(1.) These appeals raise a novel and important and at the same, time a difficult question of Hindu law which has not been covered by authority.
(2.) Shivlingappa, the father-in-law of the plaintiff, Basappa, defendant No. 1, and Shiddappa, father of defendant No. 2, were brothers and had separated long ago. The property in suit consists of the property which came to the share of Shivlingappa and which was acquired by him with the income of the property that came to him by partition. Shivlingappa died in 1921 and was succeeded by his son Shivshankreppa who died in 1922, The property was inherited by the plaintiff, the widow of Shivshankreppa and the daughter-in-law of Shivlingappa. In 1923 the plaintiff adopted Shidlingappa, the son of defendant No. 1, in dwyamushyayana form. Shidlingappa, after his adoption, died unmarried soon afterwards. The plaintiff, therefore, has brought the suit as heir of her deceased adopted son. Defendant No. 5 is the natural mother of Shidlingappa and the wife of defendant No. 1. The question involved in this appeal is whether the plaintiff, the adoptive mother, or defendant No. 5, the natural mother, is the preferential heir, or whether they are co-heiresses and jointly inherit the property of the deceased Shidlingappa.

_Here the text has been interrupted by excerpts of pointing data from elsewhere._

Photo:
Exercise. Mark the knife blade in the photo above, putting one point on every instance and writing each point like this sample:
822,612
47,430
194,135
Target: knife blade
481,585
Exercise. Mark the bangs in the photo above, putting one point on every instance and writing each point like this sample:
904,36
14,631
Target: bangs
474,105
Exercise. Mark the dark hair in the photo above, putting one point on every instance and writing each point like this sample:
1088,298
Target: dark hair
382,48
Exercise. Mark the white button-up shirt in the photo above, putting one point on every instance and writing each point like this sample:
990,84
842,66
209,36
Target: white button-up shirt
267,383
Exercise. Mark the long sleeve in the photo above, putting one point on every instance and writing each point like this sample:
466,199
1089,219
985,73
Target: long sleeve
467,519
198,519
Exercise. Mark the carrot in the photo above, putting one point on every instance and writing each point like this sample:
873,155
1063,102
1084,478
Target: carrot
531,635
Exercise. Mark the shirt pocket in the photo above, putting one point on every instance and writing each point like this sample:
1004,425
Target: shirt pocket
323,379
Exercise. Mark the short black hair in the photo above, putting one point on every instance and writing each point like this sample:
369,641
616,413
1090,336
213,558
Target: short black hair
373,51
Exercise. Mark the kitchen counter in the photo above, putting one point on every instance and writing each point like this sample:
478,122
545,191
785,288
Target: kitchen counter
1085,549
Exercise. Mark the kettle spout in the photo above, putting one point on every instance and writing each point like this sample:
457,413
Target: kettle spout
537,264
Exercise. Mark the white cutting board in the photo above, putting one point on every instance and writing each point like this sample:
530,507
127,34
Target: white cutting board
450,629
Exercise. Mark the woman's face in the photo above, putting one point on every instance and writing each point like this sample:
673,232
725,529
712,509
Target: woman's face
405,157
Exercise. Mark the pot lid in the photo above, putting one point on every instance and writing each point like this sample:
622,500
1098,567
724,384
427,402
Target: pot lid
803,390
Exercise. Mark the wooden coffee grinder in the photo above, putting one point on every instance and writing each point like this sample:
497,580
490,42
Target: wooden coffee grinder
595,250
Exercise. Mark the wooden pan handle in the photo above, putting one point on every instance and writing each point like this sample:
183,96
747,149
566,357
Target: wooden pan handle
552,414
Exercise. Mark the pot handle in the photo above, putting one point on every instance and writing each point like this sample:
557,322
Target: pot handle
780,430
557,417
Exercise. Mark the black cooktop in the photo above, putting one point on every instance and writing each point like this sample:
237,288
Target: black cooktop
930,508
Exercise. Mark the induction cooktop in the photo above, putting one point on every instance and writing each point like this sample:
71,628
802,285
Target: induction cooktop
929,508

(3.) It is contended by Mr. Thakor on behalf of the natural mother that she is the preferential heir on the theory of propinquity based on the sapinda relationship on account of possession of particles of the same body, and reliance is placed on the decisions in the cases of Lulloobhoy Bappoobhoy V/s. Cassibai (1880) L.R. 7 I.A. 212, Buddha Singh V/s. Laltu Singh, s.c. I.L.R. 37 All. 604. and Behari Lal V/s. Shib Lal (1904) I.L.R. 26 A11. 472. It is further urged that according to the theory of offering oblations, in the case of a dwyamushyayana adoption the descendant in the fourth degree need not offer oblations and priority is given to sires of natural mother, and this circumstance provides an adequate ground of preference for excluding the adoptive mother.